This second post of my little series on R and the web deals with how to access and process XML-data with R. XML is a markup language that is commonly used to interchange data over the Internet. If you want to access some online data over a webpage’s API you are likely to get it in XML format. So here is a very simple example of how to deal with XML in R.
Duncan Temple Lang wrote a very helpful R-package which makes it quite easy to parse, process and generate XML-data with R. I use that package in this example. The XML document (taken from w3schools.com) used in this example describes a fictive plant catalog. Not that thrilling, I know, but the goal of this post is not to analyze the given data but to show how to parse it and transform it to a data frame. The analysis is up to you…
How to parse/read this XML-document into R?
# install and load the necessary package
# Save the URL of the xml file in a variable
xml.url <- "http://www.w3schools.com/xml/plant_catalog.xml"
# Use the xmlTreePares-function to parse xml file directly from the web
xmlfile <- xmlTreeParse(xml.url)
# the xml file is now saved as an object you can easily work with in R:
# Use the xmlRoot-function to access the top node
xmltop = xmlRoot(xmlfile)
# have a look at the XML-code of the first subnodes:
This should look more or less like:
$PLANT Bloodroot Sanguinaria canadensis 4 Mostly Shady $2.44 031599 attr(,"class")  "XMLNodeList" Columbine Aquilegia canadensis 3 Mostly Shady $9.37 030699
One can already assume how this data should look like in a matrix or data frame. The goal is to extract the XML-values from each XML-tag <> for all $PLANT nodes and save them in a data frame with a row for each plant ($PLANT-node) and a column for each tag (variable) describing it. How can you do that?

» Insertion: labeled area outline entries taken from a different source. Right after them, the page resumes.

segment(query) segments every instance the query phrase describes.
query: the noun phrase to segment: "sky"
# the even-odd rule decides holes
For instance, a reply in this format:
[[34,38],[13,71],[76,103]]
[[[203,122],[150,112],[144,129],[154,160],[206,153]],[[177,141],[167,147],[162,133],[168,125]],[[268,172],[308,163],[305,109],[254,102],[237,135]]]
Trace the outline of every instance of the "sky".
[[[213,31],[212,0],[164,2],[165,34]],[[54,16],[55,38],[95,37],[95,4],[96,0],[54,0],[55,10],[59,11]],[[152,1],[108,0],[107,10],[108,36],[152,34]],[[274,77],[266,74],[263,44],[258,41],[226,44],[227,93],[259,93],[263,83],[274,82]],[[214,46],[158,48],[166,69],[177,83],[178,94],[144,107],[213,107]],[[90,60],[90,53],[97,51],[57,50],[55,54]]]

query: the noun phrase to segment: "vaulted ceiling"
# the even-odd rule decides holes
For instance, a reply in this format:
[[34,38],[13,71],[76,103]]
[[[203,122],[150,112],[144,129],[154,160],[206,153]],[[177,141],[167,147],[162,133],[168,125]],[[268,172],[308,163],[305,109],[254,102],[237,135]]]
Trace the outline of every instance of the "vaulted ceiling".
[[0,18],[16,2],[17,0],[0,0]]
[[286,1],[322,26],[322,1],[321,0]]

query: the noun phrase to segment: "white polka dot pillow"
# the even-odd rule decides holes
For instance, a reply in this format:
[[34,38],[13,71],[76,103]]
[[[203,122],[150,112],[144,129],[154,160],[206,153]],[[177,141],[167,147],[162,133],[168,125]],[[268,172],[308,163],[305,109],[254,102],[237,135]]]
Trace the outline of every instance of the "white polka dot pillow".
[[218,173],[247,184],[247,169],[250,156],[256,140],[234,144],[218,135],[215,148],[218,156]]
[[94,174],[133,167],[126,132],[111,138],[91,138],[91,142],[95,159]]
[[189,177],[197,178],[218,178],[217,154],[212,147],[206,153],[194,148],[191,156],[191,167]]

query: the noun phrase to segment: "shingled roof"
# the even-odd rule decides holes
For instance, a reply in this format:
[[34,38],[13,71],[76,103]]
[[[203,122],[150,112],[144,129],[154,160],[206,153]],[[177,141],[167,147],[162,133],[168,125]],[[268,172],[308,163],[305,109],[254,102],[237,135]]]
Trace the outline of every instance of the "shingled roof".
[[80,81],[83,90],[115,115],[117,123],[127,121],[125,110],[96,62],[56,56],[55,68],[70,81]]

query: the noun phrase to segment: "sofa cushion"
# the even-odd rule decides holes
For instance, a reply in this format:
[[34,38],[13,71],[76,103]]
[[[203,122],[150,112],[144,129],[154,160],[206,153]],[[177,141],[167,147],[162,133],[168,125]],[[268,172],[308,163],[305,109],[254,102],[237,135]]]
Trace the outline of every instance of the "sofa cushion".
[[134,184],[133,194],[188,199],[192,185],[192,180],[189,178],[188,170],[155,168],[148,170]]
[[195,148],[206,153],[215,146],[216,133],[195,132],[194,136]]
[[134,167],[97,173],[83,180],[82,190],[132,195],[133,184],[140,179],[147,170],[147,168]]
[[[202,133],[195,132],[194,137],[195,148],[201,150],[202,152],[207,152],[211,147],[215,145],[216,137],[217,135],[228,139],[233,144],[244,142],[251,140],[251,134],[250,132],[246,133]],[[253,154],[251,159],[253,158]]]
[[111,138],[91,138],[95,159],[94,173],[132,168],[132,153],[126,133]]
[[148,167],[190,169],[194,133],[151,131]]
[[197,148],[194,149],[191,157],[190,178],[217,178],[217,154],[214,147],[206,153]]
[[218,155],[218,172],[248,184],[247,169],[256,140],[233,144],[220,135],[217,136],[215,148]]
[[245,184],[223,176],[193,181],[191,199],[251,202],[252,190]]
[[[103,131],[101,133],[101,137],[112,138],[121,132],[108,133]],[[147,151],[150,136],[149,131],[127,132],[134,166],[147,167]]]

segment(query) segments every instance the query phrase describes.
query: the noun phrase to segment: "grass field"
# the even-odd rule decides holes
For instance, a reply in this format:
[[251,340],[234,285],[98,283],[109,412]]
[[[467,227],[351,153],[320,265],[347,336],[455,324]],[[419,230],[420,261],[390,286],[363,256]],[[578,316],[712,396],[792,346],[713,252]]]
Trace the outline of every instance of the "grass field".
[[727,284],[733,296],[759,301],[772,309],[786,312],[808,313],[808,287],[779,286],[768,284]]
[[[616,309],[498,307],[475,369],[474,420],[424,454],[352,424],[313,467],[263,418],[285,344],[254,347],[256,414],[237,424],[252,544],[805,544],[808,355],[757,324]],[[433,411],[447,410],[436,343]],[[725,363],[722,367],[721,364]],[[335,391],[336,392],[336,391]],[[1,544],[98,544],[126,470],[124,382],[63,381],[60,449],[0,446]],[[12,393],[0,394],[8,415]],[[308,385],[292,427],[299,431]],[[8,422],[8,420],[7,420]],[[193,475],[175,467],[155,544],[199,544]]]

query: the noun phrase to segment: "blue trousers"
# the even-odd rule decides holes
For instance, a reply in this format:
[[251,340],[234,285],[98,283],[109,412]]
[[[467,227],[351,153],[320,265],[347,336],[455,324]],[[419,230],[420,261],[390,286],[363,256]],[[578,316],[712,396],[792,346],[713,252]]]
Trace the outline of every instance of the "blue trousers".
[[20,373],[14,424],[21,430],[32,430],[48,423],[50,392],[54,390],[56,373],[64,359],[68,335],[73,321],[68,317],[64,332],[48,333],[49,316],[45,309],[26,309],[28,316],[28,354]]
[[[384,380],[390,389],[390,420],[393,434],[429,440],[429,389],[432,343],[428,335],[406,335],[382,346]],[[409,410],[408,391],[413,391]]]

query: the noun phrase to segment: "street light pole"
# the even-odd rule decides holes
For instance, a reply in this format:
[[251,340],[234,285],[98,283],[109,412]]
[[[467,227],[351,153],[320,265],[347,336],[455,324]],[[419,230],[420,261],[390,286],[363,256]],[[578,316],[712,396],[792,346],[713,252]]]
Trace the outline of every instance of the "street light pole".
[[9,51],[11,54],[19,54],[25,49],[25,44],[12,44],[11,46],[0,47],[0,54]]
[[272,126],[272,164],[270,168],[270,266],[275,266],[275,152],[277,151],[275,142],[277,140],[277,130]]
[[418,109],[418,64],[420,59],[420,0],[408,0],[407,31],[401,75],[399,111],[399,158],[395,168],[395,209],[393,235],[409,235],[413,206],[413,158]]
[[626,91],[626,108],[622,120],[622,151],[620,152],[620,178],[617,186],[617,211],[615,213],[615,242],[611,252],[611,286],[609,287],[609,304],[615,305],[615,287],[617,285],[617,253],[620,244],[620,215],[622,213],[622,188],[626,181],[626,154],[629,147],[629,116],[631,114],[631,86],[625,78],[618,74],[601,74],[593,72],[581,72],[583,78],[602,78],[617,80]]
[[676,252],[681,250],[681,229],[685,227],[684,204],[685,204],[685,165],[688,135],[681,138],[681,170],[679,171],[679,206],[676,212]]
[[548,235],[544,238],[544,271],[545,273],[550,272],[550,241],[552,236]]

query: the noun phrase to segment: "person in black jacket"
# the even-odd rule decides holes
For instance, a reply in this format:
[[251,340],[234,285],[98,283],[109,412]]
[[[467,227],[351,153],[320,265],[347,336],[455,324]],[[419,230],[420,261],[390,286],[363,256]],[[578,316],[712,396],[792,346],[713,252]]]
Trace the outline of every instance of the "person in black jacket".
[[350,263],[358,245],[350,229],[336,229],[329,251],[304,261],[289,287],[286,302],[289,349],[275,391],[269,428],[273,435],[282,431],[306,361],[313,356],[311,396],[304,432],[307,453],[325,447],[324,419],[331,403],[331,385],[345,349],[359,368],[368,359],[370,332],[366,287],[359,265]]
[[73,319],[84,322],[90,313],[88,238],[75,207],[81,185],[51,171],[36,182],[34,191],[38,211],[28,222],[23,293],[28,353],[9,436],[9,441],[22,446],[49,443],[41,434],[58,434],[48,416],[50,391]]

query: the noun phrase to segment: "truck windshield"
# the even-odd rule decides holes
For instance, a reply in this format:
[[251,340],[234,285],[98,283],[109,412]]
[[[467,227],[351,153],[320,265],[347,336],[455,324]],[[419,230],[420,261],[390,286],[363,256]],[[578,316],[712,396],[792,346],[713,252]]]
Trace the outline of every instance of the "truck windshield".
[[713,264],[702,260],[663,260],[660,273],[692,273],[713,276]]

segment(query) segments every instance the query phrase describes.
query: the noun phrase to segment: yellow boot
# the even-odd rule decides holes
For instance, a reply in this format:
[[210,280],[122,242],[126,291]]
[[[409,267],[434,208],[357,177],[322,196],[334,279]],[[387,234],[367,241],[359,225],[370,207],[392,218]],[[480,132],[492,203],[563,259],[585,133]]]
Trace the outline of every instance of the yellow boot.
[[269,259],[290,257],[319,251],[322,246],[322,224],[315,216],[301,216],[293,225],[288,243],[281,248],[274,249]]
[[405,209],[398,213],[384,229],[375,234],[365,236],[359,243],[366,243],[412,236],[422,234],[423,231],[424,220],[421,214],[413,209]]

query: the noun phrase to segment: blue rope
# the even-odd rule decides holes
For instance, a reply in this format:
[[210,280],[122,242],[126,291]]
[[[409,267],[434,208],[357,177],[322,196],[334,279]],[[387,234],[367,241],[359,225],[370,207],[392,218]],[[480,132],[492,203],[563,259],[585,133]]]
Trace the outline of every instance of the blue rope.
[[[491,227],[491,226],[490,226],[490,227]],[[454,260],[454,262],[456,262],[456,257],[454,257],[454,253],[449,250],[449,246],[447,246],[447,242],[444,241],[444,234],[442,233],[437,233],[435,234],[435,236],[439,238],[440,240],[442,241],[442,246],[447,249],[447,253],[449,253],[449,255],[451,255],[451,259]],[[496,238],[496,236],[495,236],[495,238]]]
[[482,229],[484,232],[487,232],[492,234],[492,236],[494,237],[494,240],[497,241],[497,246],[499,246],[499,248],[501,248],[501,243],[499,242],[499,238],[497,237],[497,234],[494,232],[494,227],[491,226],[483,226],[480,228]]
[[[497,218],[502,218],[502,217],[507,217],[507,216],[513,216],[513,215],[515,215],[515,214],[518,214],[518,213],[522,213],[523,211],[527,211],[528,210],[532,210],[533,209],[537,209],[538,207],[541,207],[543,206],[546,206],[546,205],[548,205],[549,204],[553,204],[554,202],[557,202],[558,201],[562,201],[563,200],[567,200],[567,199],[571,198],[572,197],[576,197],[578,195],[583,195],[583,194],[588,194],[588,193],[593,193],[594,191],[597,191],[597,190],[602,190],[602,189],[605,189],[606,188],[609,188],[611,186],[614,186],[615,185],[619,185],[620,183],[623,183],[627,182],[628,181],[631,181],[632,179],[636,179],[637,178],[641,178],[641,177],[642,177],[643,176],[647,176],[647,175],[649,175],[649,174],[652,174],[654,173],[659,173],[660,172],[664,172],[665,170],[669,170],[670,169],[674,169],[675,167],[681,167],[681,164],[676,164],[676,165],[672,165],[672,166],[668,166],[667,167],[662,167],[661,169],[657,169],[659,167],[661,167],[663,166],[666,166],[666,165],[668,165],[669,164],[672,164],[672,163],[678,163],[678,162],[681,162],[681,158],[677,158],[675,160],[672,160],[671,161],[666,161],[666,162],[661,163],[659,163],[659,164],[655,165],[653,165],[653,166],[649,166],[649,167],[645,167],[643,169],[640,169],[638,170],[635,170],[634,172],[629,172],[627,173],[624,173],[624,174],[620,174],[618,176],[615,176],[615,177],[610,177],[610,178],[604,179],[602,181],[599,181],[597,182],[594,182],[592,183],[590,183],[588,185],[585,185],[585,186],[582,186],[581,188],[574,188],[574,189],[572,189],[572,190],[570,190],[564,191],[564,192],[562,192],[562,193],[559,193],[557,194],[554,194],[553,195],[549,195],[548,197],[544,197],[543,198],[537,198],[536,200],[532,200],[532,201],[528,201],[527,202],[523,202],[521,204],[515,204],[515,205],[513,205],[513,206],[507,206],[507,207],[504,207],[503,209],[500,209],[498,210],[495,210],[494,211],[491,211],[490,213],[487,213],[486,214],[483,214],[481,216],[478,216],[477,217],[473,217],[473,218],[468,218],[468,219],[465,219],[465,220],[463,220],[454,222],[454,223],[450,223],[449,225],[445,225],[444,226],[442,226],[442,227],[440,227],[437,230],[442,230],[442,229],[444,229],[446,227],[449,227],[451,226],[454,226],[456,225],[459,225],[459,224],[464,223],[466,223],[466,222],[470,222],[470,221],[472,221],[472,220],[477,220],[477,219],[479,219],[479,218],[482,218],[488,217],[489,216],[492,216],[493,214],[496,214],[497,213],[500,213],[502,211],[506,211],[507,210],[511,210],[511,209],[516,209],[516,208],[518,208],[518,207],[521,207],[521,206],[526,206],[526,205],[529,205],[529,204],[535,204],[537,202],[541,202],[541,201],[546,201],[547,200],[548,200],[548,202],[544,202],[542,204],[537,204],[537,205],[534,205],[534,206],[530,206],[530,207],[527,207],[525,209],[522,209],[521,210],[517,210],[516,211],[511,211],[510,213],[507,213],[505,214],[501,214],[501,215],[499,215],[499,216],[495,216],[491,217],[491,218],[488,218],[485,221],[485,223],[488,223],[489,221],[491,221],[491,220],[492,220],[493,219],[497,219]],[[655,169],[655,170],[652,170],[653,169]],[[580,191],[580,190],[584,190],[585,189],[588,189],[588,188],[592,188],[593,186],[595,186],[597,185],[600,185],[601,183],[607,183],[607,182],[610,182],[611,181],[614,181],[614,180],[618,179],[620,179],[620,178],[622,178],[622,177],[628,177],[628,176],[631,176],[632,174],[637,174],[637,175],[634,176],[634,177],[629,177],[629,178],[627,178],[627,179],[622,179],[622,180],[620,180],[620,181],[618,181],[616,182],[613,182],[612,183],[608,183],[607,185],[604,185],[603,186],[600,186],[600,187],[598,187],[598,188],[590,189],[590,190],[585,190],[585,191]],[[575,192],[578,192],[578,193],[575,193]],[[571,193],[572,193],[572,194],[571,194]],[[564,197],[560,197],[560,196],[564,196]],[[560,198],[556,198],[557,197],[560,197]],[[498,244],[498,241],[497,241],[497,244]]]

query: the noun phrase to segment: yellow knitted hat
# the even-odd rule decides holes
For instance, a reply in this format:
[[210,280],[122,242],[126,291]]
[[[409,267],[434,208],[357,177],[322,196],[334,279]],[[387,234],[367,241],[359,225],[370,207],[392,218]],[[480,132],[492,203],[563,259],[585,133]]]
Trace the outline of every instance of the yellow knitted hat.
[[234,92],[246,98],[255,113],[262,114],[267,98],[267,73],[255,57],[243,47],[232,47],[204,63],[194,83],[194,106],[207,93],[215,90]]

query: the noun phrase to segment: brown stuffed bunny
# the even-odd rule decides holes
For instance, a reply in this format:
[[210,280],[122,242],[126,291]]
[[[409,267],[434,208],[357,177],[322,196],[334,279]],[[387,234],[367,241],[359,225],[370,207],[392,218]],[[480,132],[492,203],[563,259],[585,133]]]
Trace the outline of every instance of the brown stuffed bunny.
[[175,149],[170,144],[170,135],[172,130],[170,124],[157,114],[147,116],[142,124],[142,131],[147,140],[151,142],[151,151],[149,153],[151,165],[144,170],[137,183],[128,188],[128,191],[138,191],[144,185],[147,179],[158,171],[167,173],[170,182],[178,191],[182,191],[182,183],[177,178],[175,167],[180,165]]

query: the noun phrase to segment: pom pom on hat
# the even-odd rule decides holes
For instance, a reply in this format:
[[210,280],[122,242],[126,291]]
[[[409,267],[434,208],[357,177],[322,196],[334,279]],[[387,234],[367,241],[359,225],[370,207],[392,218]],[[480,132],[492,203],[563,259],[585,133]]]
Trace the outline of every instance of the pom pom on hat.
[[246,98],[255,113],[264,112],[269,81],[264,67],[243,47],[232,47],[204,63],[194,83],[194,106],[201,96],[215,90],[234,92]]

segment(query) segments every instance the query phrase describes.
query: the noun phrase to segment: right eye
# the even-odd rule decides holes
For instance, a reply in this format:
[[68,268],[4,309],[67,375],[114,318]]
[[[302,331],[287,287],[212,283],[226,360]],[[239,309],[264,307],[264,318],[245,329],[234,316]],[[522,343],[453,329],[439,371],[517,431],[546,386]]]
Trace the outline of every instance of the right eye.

# To extract the XML-values from the document, use xmlSApply:
plantcat <- xmlSApply(xmltop, function(x) xmlSApply(x, xmlValue))
# Finally, get the data in a data-frame and have a look at the first rows and columns
plantcat_df <- data.frame(t(plantcat),row.names=NULL)
The first rows and columns of that data frame should look like this:
COMMON BOTANICAL ZONE LIGHT 1 Bloodroot Sanguinaria canadensis 4 Mostly Shady 2 Columbine Aquilegia canadensis 3 Mostly Shady 3 Marsh Marigold Caltha palustris 4 Mostly Sunny 4 Cowslip Caltha palustris 4 Mostly Shady 5 Dutchman's-Breeches Dicentra cucullaria 3 Mostly Shady
Which is exactly what we need to analyze this data in R.